Şimşek çaktı.. Bizi uyandırmazlar, kapıdan baksalar bile.. Yani "Biz" emniyetteyiz..
Üstümüzü soyduk.. Malları kemerle göğsümüze bağladık.. Tişört, gömlek ve kazağı giydik. İşlem tamam.. Amma velakin dönmek mümkün değil.. Kıpırdadın mı?.. Haşurrrr!..
Huşurrrr!..
Trenin beşik gibi sallaması, nerdeyse hiç uyumadan geçen iki günün yorgunluğu.. (Geceleri Fuarlar kapalı ama diskolar açık.. Seks Fuarı'nın olduğu kentte gece uyunur mu?.. Otel parasını niye verdik ki?..) Sızmışız..
Gözümü açtığımda, tren yemyeşil ovalarda uçuyor.. Bu şu demek?.. Denizi, kanalları geçtik.. Yani?.. Danimarka bitmiş..
Almanya'dayız.. Üst kuşetteki Doğan'ı uyandırdım hemen..
"Kalk Baba Doğan, sıyırdık!."
Malları da üzerimizden sıyırdık. Çantalara yerleştirdik. Yeniden giyindik ki, Hans kapıyı açıp girdi..

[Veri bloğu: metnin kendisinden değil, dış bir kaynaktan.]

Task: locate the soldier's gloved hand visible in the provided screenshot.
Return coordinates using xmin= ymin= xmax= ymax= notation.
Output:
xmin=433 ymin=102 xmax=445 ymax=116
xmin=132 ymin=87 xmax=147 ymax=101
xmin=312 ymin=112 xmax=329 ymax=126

"Guten Tag Türk dostlarım.. Gece polisler de, gümrükçüler de çok iyi adamlar çıktılar. Trene bile binmeden, pasaportlara bakıp gittiler" dedi..
"Aman sağol, teşekkürler" diye bu defa biz ellerine sarılmalık olurken, ne dedi beğenirsiniz..
"Bana değil, dün geceki görevlilere teşekkür edin, iyi insanlarmış.. Evvelki gecekiler bütün treni perona indirmiş, herkesi bu soğukta soyup üzerlerini bile aramışlardı!.."

***
Manşetleri düşünüyor musunuz, Almanya'da ve Türkiye'de..
"İki ünlü Türk gazetecisi Almanya'ya porno materyal sokarken yakalandı.."
Boy boy istasyondaki çıplak resimlerimiz.. Göğüslerimize kemerle bağlanmış paketlerle..
Gözlerimizi bantlayıp adlarımızı sadece H.U. ve D.Ş. diye yazarlar mıydı acaba?.

Yasal Uyarı: Yayınlanan köşe yazısı/haberin tüm hakları Turkuvaz Medya Grubu’na aittir. Kaynak gösterilse veya habere aktif link verilse dahi köşe yazısı/haberin tamamı ya da bir bölümü kesinlikle kullanılamaz.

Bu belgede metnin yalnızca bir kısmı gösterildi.